Isambard Kingdom Brunel's magnificent vessel had been scuttled in shallow water in the Falkland Islands at the end of her working life.
She became a popular destination for picnickers and mussel-hunters but was rotting away until a scheme to refloat her and bring her back to the UK was hatched in 1969.
"People thought it was a crazy idea and perhaps it was," says Craigie-Halkett. "But we went for it anyway."
And thanks to the skill of the team, not to mention the cash of tycoon businessman Jack Hayward and dozens of mattresses donated by islanders to plug a worrying hole in the vessel, the rusting hulk was refloated on to an enormous pontoon and towed almost 8,000 miles across the Atlantic.
Thousands turned out on 19 July 1970, as she was guided up the Avon river and into Bristol where she has been lovingly restored and is now one of the south-west's most popular tourists attractions.
The memories came thick and fast today. Another of the divers, Stuart Whatley, described how the project came together thanks to "good planning, good logistics, fantastic improvisation."

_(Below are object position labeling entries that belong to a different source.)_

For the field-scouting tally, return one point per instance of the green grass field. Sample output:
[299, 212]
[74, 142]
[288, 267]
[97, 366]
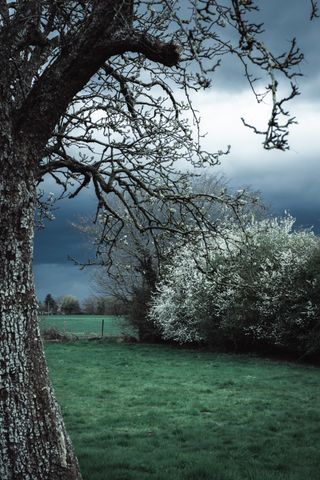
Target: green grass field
[85, 325]
[159, 413]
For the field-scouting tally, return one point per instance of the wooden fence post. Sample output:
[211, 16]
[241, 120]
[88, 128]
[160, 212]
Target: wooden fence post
[102, 327]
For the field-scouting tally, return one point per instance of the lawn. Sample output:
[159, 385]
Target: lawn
[159, 413]
[85, 325]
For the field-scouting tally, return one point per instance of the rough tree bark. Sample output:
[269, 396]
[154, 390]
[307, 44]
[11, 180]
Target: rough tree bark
[33, 441]
[49, 52]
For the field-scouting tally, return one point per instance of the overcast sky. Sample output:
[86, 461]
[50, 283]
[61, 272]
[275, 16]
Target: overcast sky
[287, 180]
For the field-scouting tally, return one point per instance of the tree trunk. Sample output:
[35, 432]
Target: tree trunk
[33, 441]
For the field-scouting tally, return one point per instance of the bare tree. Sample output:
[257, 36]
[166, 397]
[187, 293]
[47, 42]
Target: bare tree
[94, 92]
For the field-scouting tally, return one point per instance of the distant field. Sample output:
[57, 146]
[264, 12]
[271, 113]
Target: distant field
[150, 412]
[86, 325]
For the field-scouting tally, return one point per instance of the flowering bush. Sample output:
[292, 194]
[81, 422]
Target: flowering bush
[258, 285]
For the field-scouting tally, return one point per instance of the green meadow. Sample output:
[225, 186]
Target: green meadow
[153, 412]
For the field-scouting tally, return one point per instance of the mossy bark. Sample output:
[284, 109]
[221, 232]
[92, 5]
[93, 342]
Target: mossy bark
[34, 444]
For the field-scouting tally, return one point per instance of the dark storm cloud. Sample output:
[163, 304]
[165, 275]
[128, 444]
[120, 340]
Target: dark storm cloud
[60, 239]
[283, 21]
[286, 181]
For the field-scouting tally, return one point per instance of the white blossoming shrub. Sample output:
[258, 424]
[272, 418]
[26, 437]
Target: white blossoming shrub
[259, 287]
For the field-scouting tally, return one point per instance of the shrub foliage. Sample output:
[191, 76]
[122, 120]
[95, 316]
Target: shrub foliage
[256, 286]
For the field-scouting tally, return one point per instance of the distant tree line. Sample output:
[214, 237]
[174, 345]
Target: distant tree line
[70, 305]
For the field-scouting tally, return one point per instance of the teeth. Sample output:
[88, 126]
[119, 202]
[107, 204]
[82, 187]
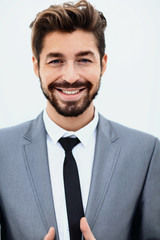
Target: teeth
[71, 92]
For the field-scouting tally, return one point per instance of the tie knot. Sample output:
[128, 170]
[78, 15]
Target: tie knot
[68, 143]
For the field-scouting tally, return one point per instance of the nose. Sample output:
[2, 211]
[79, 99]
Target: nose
[70, 73]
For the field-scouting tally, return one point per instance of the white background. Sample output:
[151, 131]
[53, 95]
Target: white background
[130, 89]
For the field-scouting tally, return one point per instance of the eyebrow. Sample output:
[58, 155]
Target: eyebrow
[79, 54]
[84, 53]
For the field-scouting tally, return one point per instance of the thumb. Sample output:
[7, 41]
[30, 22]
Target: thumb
[51, 234]
[86, 231]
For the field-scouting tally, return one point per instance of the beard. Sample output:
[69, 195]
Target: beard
[70, 108]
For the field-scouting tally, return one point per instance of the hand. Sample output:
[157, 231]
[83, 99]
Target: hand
[86, 231]
[50, 235]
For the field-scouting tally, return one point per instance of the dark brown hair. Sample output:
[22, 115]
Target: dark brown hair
[68, 17]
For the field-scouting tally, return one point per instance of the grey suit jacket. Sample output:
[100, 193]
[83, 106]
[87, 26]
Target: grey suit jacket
[124, 198]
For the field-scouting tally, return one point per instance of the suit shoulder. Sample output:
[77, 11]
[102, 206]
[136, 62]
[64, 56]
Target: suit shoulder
[14, 131]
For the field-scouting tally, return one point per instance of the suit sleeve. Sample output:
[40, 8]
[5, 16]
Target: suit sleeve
[150, 199]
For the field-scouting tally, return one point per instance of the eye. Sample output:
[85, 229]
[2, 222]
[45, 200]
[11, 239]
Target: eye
[84, 60]
[56, 61]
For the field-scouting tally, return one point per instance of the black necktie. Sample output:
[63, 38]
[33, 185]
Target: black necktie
[72, 188]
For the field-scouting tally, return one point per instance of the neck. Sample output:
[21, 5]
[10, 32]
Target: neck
[71, 123]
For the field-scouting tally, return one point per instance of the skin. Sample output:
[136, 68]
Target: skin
[70, 66]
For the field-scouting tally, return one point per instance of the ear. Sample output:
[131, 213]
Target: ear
[35, 66]
[104, 63]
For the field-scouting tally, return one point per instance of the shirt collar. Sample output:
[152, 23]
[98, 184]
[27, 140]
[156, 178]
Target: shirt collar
[84, 134]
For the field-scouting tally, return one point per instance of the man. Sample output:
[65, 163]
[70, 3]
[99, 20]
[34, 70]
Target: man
[118, 168]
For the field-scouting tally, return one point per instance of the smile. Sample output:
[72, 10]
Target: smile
[70, 92]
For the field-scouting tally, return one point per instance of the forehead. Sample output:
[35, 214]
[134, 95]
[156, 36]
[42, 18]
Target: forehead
[66, 43]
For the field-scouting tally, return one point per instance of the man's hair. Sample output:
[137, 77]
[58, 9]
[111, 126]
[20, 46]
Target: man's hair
[68, 17]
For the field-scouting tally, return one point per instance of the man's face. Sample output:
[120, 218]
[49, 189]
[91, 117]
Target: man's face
[70, 71]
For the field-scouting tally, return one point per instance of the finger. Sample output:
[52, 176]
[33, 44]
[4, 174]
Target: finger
[86, 231]
[51, 234]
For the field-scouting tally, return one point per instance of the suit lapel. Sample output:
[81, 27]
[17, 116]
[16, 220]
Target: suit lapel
[36, 161]
[106, 155]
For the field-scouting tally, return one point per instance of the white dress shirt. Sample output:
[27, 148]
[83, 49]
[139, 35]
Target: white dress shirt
[83, 154]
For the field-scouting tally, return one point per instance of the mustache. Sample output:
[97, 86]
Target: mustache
[65, 84]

He also remembered the mussels with huge pleasure.
"The ship was covered with them, eight or nine inches long, the biggest I've ever seen. The cook came along and collected bags full of them and we had them for tea. They were marvellous."
Ivor Boyce, the captain of the tug boat John King, that carefully guided the ship upriver after its ocean crossing, remembers the crowds. "It was just a mass of people.
The diesel noise was overpowered by the people cheering and honking. It was very, very moving."